I’m fascinated and slightly scared by most of these questions. I cannot wait to see the answers. But there’s one less-discussed aspect of Ocarina of Time that’s causing me even more anxiety right now, and it’s how the game will sound. Particularly how Nintendo updates the musical score, and whether or not it chooses to use voice acting.
The 1998 Ocarina of Time has an extremely distinctive soundscape. There’s the musical score by Koji Kondo, of course, which is stuffed with deathless melodies, including all the ocarina songs, which tie directly into the gameplay and story. There are the bright effects and there’s the ambient soundscape, which is sparse and echoing. And there are the heavily compressed voice snippets, including Link’s iconic clipped yells, the Gorons’ baritone grunts, and Navi’s immortal “Hey! Listen!”
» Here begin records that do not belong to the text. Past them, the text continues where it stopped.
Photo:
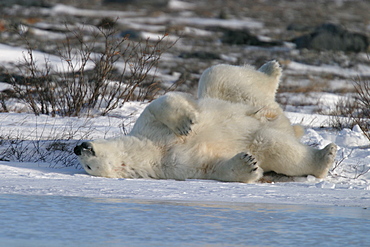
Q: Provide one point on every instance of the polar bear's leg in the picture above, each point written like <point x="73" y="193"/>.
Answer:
<point x="325" y="159"/>
<point x="241" y="168"/>
<point x="286" y="155"/>
<point x="178" y="111"/>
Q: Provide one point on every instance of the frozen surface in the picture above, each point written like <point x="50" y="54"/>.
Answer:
<point x="78" y="221"/>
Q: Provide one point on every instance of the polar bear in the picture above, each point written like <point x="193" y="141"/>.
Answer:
<point x="179" y="137"/>
<point x="245" y="84"/>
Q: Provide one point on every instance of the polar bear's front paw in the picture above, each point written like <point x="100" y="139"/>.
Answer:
<point x="272" y="69"/>
<point x="184" y="126"/>
<point x="267" y="114"/>
<point x="245" y="168"/>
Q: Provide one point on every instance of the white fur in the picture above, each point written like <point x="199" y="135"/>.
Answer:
<point x="178" y="137"/>
<point x="244" y="84"/>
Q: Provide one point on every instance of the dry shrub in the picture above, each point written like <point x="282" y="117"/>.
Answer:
<point x="354" y="109"/>
<point x="123" y="70"/>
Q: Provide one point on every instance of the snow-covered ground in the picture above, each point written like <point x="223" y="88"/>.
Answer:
<point x="47" y="197"/>
<point x="348" y="184"/>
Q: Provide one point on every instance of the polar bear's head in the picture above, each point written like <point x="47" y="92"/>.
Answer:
<point x="100" y="158"/>
<point x="123" y="157"/>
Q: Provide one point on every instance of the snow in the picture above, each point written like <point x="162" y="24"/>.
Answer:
<point x="340" y="188"/>
<point x="348" y="184"/>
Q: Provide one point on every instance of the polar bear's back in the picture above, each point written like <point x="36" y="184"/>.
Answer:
<point x="241" y="84"/>
<point x="222" y="131"/>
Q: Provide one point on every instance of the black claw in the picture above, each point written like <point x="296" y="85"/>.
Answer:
<point x="85" y="146"/>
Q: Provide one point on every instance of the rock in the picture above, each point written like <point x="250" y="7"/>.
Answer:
<point x="244" y="37"/>
<point x="332" y="37"/>
<point x="138" y="2"/>
<point x="200" y="55"/>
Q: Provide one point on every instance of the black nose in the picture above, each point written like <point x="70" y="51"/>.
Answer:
<point x="85" y="146"/>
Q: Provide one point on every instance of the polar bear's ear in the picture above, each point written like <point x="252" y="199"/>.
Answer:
<point x="272" y="69"/>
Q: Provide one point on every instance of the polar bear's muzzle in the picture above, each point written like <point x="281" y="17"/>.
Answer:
<point x="84" y="148"/>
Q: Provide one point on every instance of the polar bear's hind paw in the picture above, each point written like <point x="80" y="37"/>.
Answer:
<point x="246" y="168"/>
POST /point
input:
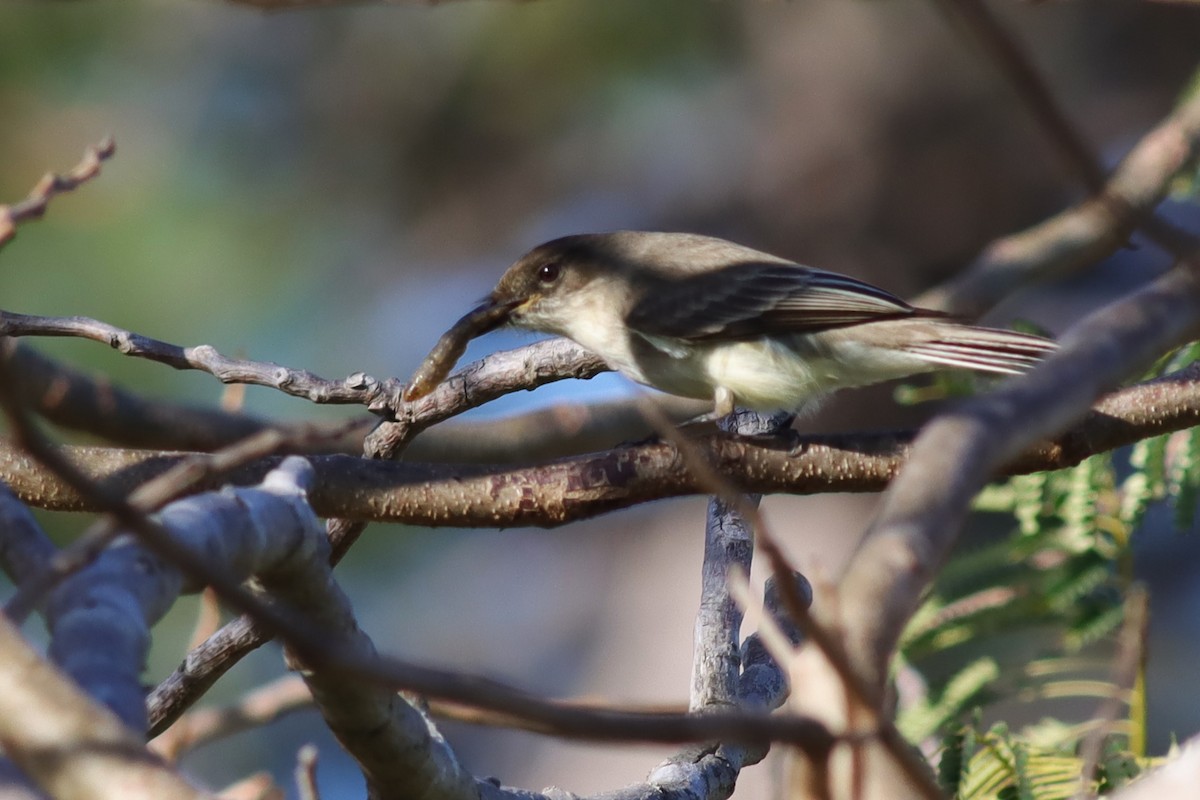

It’s the audio that defines Ocarina of Time‘s unique atmosphere, which is epic, yes, but also intimate and eerie. Kondo’s melodies are seared into your brain via the ocarina you use to play them; they manipulate the world and bond you to characters like Zelda, Sheik, and Epona. Their expressions in the soundtrack veer away from orchestral pomp (with the exception of the Hyrule Field theme) and toward homely folk and chamber music, played on synthesized fiddles, harpsichords, and harmonicas. In the dungeons, Kondo enters a completely different realm of spooky, open-ended ambient loops that never resolve musically.